Hotter weather and higher natural gas prices pushed up energy market costs in the California Independent System Operator territory in the second quarter, nearly doubling day-ahead electricity prices from the same period a year ago, the ISO's independent market monitor said.
Gas prices increased at both the SoCal CityGate and PG&E CityGate hubs, which drove up marginal energy prices across the ISO footprint, the Department of Market Monitoring said in its Second Quarter Report on Market Issues and Performance.
"Increases were due to a period of extreme heat in the West on some days in June, higher natural gas prices, and ongoing drought conditions causing low hydroelectric production," DMM said.
The day-ahead market was structurally uncompetitive for more hours than in any second quarter in the past five years, DMM said in the report. DMM uses two methods, known as the pivotal supplier test and the residual supply index, to measure market competitiveness.
"In the electric industry, measures based on two or three suppliers in combination are often used because of the potential for oligopolistic bidding behavior," DMM said. "The potential for such behavior is high in the electric industry because the demand for electricity is highly inelastic, and competition from new sources of supply is limited by long lead times and regulatory barriers to siting of new generation."
Average five-minute prices were lower than both 15-minute and day-ahead market prices in the second quarter, with day-ahead prices averaging $40/MWh, 15-minute prices averaging $36/MWh, and five-minute prices averaging $33/MWh.
The total number of generation outages in the second quarter was also the highest in the past five years, with planned outages increasing 34 percent and forced outages by 11 percent compared with the same period a year ago. An outage is considered to be planned if a market participant submits a notice more than seven days prior to the outage. Causes of outages can be plant maintenance; operational issues; outages due to ambient temperature or not due to temperature; unit testing; environmental restrictions; transmission issues; transitional limitations; or cycling, DMM said.
In the second quarter, average total generation on outage exceeded the same period last year by about 2,350 MW. Planned maintenance outages averaged 4,100 MW, while other types averaged 1,850 MW.
Renewable-energy production increased by about 3 percent over the second quarter of last year, even with a 38-percent drop in hydroelectric generation figured in.
In the Western Energy Imbalance Market, Los Angeles Department of Water & Power, Public Service Company of New Mexico and NorthWestern Energy joined in the second quarter, which brought 15 GW of generation capacity and more than 20 GW of transfer capacity into the market.
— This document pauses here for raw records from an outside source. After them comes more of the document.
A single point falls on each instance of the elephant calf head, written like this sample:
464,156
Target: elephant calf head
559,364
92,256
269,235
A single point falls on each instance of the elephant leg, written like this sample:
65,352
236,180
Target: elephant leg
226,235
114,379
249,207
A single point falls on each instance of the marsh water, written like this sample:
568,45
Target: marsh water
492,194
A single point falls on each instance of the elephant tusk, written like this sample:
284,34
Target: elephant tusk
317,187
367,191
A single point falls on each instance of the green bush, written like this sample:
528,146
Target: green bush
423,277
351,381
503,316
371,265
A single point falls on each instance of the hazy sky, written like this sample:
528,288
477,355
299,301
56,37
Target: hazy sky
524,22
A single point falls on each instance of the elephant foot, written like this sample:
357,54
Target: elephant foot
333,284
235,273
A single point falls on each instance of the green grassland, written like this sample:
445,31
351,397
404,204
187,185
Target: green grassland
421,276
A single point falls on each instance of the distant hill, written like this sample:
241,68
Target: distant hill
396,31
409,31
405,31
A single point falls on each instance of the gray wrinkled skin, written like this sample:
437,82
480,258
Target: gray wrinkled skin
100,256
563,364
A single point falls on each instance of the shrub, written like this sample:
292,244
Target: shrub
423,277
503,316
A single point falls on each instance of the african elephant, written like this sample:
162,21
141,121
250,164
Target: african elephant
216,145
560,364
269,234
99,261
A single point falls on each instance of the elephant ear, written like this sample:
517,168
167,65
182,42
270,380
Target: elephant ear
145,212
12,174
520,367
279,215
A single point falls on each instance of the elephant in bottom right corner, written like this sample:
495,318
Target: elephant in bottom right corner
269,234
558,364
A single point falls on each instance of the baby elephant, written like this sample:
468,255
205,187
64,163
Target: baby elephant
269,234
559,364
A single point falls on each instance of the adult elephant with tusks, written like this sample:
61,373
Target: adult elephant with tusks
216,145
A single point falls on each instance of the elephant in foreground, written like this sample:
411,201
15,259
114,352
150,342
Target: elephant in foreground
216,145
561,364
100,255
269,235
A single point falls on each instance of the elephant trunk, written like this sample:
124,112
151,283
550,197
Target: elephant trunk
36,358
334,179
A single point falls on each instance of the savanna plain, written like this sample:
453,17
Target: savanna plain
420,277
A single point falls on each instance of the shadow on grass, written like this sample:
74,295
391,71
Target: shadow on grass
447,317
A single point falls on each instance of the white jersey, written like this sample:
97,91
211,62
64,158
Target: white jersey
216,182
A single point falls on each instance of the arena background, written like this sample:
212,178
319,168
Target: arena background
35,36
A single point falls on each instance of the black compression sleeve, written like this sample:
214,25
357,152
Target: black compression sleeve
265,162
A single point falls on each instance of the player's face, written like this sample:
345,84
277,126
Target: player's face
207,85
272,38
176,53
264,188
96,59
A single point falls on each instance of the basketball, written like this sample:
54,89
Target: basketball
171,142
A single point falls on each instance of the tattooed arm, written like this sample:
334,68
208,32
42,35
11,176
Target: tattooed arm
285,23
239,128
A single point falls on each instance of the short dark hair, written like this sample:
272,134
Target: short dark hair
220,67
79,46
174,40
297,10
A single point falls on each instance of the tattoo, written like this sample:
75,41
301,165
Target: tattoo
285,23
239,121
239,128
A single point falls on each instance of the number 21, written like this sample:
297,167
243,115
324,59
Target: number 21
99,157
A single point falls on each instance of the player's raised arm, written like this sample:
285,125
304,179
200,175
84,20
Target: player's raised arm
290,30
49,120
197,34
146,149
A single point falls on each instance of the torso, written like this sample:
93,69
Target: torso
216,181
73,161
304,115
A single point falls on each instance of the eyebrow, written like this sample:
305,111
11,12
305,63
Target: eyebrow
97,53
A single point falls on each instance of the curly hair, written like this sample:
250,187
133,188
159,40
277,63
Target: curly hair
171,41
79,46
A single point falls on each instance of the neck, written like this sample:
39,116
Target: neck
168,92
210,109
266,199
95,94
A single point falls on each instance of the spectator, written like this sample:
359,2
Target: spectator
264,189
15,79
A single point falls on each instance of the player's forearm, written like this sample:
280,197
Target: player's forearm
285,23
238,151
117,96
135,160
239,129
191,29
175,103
Prices in NV Energy territory were more than $100/MWh on average in the hours between 8 p.m. and 9 p.m. in both the 15-minute and five-minute markets, driven by high penalty prices associated with undersupply infeasibilities when NV Energy was separated from the rest of the system, DMM said, adding that penalty prices were raised in March from $1,000/MWh to $2,000/MWh. Undersupply infeasibilities often occur following the failure of a resource-sufficiency test, which can limit imports into a failing area. CAISO in June implemented Phase 2 of Federal Energy Regulatory Commission Order No. 831, which limited conditions in which the $2,000/MWh penalty price can be applied.
Prices in California areas in the second quarter were more than $10/MWh higher than in other regions in the EIM, on average, because of transmission congestion caused by transfer constraints and additional greenhouse gas costs that are applicable in the state.
During peak system-load hours, there was limited transfer capability out of the Northwest region, which kept prices lower in the areas of PacifiCorp West, Puget Sound Energy, Portland General Electric, Seattle City Light and Powerex.
Congestion in the day-ahead market decreased prices in the San Diego Gas & Electric and Southern California Edison areas. Total day-ahead congestion rent was $98 million, a decrease from $194 million in the previous quarter, but an increase from $90 million in the same quarter in 2020.
Congestion revenue rights auction revenues were estimated to be $17 million less than payments made to non-load-serving entities during the second quarter, compared with the $4 million below LSE payments seen in the first quarter, representing about 12 percent and 2 percent of day-ahead congestion rent, respectively. The losses as a percent of day-ahead congestion rent were well below the average of 28 percent experienced in 2016 through 2018, before changes were made to the methodology.